Research News

Rau, Matthews, Kaplan part of interdisciplinary UW team landing $3M NSF grant

September 21, 2015

The School of Education’s Martina Rau, Percival Matthews and David Kaplan are all part of a uniquely diverse team of faculty members from across the UW-Madison campus that was recently awarded a $3 million graduate training grant from the National Science Foundation.

This interdisciplinary program in learning, understanding, cognition, intelligence and data science is called LUCID. The initiative will support graduate students working on interdisciplinary projects that focus on translating theories of learning into technological innovations.

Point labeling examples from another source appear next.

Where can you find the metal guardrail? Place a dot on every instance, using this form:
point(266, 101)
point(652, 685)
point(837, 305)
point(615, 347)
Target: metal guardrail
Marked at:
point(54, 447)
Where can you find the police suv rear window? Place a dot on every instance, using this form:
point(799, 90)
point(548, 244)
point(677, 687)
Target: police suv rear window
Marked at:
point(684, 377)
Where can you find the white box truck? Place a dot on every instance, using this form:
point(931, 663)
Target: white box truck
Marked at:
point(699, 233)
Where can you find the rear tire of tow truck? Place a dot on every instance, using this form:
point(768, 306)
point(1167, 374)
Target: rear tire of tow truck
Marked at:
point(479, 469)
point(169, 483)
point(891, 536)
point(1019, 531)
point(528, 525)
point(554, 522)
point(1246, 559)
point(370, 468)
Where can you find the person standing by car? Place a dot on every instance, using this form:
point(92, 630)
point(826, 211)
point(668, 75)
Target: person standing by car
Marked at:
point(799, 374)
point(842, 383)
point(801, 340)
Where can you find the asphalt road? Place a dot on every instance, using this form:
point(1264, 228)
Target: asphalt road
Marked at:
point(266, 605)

Students in this program will go through a personalized curriculum featuring many opportunities for cross-disciplinary training, junior trainee mentoring, internships, seminar series and summer retreats. 

Martina Rau
“Solving today's problems requires an interdisciplinary perspective,” says Rau, one of LUCID’s co-investigators who is an assistant professor with the nation’s No. 1-ranked Department of Educational Psychology. “The grant will allow us to prepare a new generation of interdisciplinary scholars who have a strong footing in their home discipline, but who are also experienced in working in collaborative teams to develop and apply state of the art data science approaches to problems at the intersection of human cognition, machine learning, and education.” 

The LUCID team is being led by principal investigator Tim Rogers, a professor with the Department of Psychology. In addition to Rau, other co-investigators include: Jerry Zhu, associate professor, Department of Computer Sciences; Rob Nowak, professor, Department of Electrical and Computer Engineering.

Other core UW-Madison faculty involved with the grant include the Department of Educational Psychology’s Matthews and Kaplan, and the Department of Electrical and Computer Engineering’s Bilge Mutlu and Rebecca Willett.

The grant proposal explains that LUCID will train students in the collaborative pursuit of data-enabled research at the intersection of human and machine learning and teaching. The initiative will allow about 40 graduate trainees from the Departments of Engineering, Computer Sciences, Psychology and Educational Psychology to work collaboratively on central problems, concepts and applications relevant to understanding learning, teaching, cognition and behavior in humans and machines.

The LUCID project will train young scientists to advance basic and applied research in domains where machines are used to instruct, predict, understand, respond to or learn from human users.

This cross-disciplinary project will allow for a range of diverse expertise that is hard to acquire through traditional channels, since the core areas of study are traditionally segregated. Through this process, LUCID aims to provide the graduate students with sufficient knowledge and experience to collaborate effectively in cross-disciplinary partnerships.